"The husband?" queried Sir George smiling. "Aren't you clever enough to get round him?"
Stella felt reckless. "Anyway, I'll try," she declared; and she determined, if humanly possible, to succeed.
"Very well, leave it at that, and let us hope for the best. Count on me to send you the right kind of letter, and we'll pull it off somehow. Cheer up, my dear, never say die!" He patted her hand, and lit his cigarette, persuaded her to take one too, and Stella felt comforted, almost convinced that he and Maud were right—that in time she might forget Philip; she had all her life before her in which to do so!

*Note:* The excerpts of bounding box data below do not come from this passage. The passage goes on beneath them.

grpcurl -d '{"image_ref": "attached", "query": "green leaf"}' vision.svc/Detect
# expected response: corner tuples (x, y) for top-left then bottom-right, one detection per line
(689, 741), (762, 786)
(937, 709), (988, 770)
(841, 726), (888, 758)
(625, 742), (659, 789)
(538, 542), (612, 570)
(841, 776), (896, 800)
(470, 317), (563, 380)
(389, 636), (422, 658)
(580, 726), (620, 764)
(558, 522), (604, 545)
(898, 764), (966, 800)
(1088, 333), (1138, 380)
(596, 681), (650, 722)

Someone was shouting below them; it was the summons to tea. Figures emerged from all quarters, the valley resounded with voices, privacy was at an end. Stella rose readily. "We must go," she said, glad of the interruption; and they scrambled and slipped their way back to the meeting place. At sunset a procession started toward the station—a phalanx of dandies and ponies and more Spartan pedestrians who felt equal to the climb. It was almost dark when Stella and her friends reached their perch on the hill side, tired yet cheerful, ready for a rest if hardly for dinner after the superabundance of fare they had lately enjoyed. Maud rushed to the nursery, Dick hung about, smoking, in the veranda; Stella was making for her bedroom when one of the servants accosted her with a salver in his hand on which lay a yellow envelope.
"Telegram, Memsahib," he said stolidly; she opened it with a qualm of foreboding. It was signed "Antonio," and she read:
"Come down Colonel Crayfield ill."
CHAPTER VIII
"Diagnosis difficult," said Dr. Antonio pompously professional, yet clearly puzzled and disturbed.